Beim Teilplan der Bücherei verweist Frau Schmitz auf eine
Besonderheit.
Der Gesamtbestand der Bücherei sei im Festwertverfahren bewertet worden.
Auszahlungen für Festwerte seien nach langer Recherche Investitionsauszahlungen.
Herr Dr. Fischer fragt
nach, wie man die Ansätze für die Stadtteilbibliotheken aus dem Teilplan
2572 herausfiltern könne. Angesichts des
Einsparvorschlags des Mentors sei es wichtig zu wissen, um welche Summe es sich
hierbei handele.
Frau Schmitz verweist auf
die Produktstrukturen der Bücherei auf Seite 49. Die Produktkosten wurden
unabhängig vom Standort veranschlagt.
Gleichzeitig werden auf den Objekten objektbezogene Kosten wie Energie,
Reinigung, Bauunterhaltung, Abschreibungen, Mitarbeiterkosten, gesammelt. Nach
Abschluss der Kostenrechnung könne man jedoch die Informationen pro Bücherei
herausziehen.
Herr Dr. Fischer bittet
die Zahlen aufgrund der politischen Diskussion über die Einsparvorschläge vorab
zur Verfügung zu stellen.
Herr Becker stellt heraus,
dass es schwierig sei, die inneren Verrechnungen einzubeziehen, was jedoch noch
innerhalb der Verwaltung geklärt werden müsse. Danach sei es kein Problem, die
Zahlen pro Stadtteilbücherei zur Verfügung zu stellen.
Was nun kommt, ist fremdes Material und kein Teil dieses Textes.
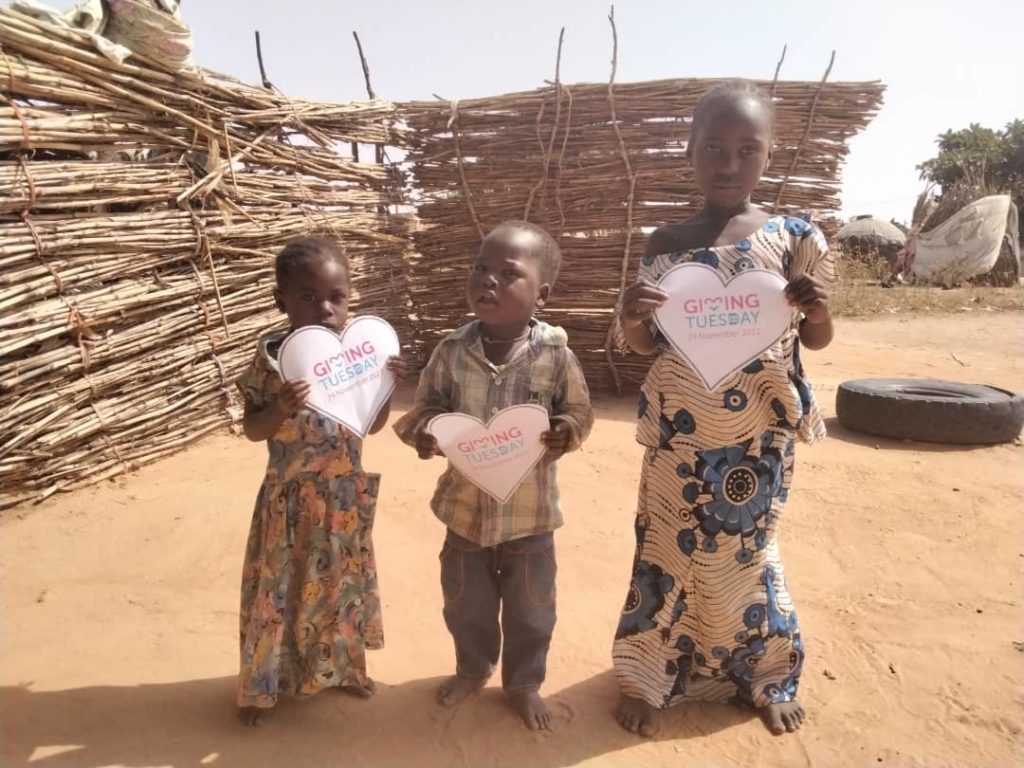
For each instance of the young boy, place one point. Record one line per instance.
(500, 557)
Herr Gerbersmann bestätigt,
dass auch er die Darstellung der Zahlen als Entscheidungsgrundlage für die
Politik sehe.
Frau Schmitz stellt anhand des Teilplans 2581, Kulturamt, nochmals
heraus, dass man hier nun z.B. die Künstlerhonorare
im Gegensatz zur Kameralistik, nicht mehr unter den Sachkosten finde, sondern
diese nun bei den Personalaufwendungen zu veranschlagen seien.
Herr Hartmann fragt nach,
warum die 10 %ige Kürzung ab 2009 beim
Budget der Kulturzentren nicht veranschlagt wurde. (Seite 60, Zeile 15,
Transferaufwendungen)
Frau Schmitz antwortet,
dass die Ansätze über die Veränderungsliste noch angepasst werden.
Frau Kramps bedankt sich im Namen aller Anwesenden für
die ausführlichen Erläuterungen der Teilpläne.
Frau Schmitz fragt
abschließend die KWA-Mitglieder, ob diese
Erläuterungen als Hilfestellung in Zukunft Bestandteil des Haushaltsplans
werden sollten.
Alle Anwesenden nehmen das Angebot einstimmig an.